Da un lato tale vero e proprio saliscendi, da un altro lato lo spostamento degli interessi, innanzitutto economici, e, di conseguenza, delle persone sulla costa. Quest’ultimo è un fenomeno che è avvenuto con tempi rapidissimi, se rapportato alla lentezza delle modificazioni della distribuzione demografica e delle attività intervenute in precedenza.

È come se il Molise nei secoli sia stato composto, scomposto e ricomposto una pluralità di volte. Colui, pertanto, che voglia comprendere a pieno la realtà regionale dovrà muoversi su e giù nella storia e nello spazio assumendo una modalità di osservazione quadridimensionale, simile a quella dei Cubisti o se si vuole dei Futuristi se non fosse che questi ultimi amavano la velocità, per loro la vera novità dei tempi moderni, la quale non si confà al lento fluire, c’è chi la chiama stagnazione, degli avvenimenti dalle nostre parti.

Non veloce, di certo, altrimenti non si colgono i particolari (mettiamo il perché di una contea longobarda che fa capo a un semplice villaggio, è il caso di Pietrabbondante e di Rotello, oppure la ragione per cui, date le identiche caratteristiche dei siti in cui sono sorti, dei municipi di Bovianum e di Saepinum solo il primo ha avuto una continuità di vita, la cittadina odierna, e così via) ma, comunque, dinamico per mettere in relazione fra loro località distanti nel tempo, ad esempio il monastero De Iumento Albo nell’agro di Civitanova, forse “generata” da esso, e nello spazio, i poli opposti della transumanza che sono le montagne dell’Altissimo Molise e le distese pianeggianti a confine con il Tavoliere.

Nel corso di quasi tre millenni, sono dell’VIII secolo a.

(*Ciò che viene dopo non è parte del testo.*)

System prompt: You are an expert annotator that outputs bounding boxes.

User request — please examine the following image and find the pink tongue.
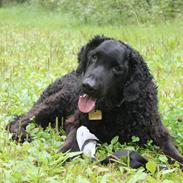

C. le necropoli di Campochiaro e di Guasto di Castelpetroso, nei quali si è passati dal seminomadismo alla civiltà di oggigiorno, a seconda dei periodi, i fari della Storia, la stiamo di nuovo personificando, hanno illuminato, il palcoscenico di prima, ora un pezzo della regione ora uno differente, lasciando in un cono d’ombra il resto. Si avverte utilizzando la metafora del teatro diventiamo spettatori e, quindi, stiamo fermi, non c’è più richiesto di muoverci.

Si precisa che, inoltre, poiché non siamo in società etnografiche, l’evoluzione storica c’è sempre pure nei posti, quelli in ombra, in cui si crede che non succeda niente. Peraltro la sceneggiatura di questo spettacolo dalla durata plurimillenaria ha previsto pure che una scena, o meglio uno scenario dato che stiamo trattando di paesaggio, sia maggiormente lunga e estesa, in larghezza, comprendendo porzioni di territori attualmente appartenenti a regioni vicine, prendi il Sannio beneventano e il versante campano del Matese, o, al contrario, sia di estensione ridotta, nell’atto, teatrale, in cui il protagonista è il Contado di Molise nel quale non rientrava il circondario di Termoli.

Ispira tenerezza il sogno dei programmatori di Italia ’80, autori del primo piano di sviluppo regionale redatto nel 1971, che azzerando ogni cosa, facendo tabula rasa delle specificità locali, rinunziando a leggere la complessità storica contestualmente a quella geografica, seguendo il mito delle città-regione. Con un atteggiamento illuministico, secondo la logica della Zonizzazione, così come si fa nella pianificazione urbanistica, in un disegno abbastanza astratto stabilirono dove dovessero essere ubicate le industrie, le funzioni direzionali, i servizi per il tempo libero e il turismo, gli agglomerati residenziali (confermando, peraltro, in gran parte quelli esistenti). La forza inerziale della storia che fa “massa critica” con la geografia ha vanificato questo sforzo che non ha tenuto in debito conto il tema dello spazio-tempo.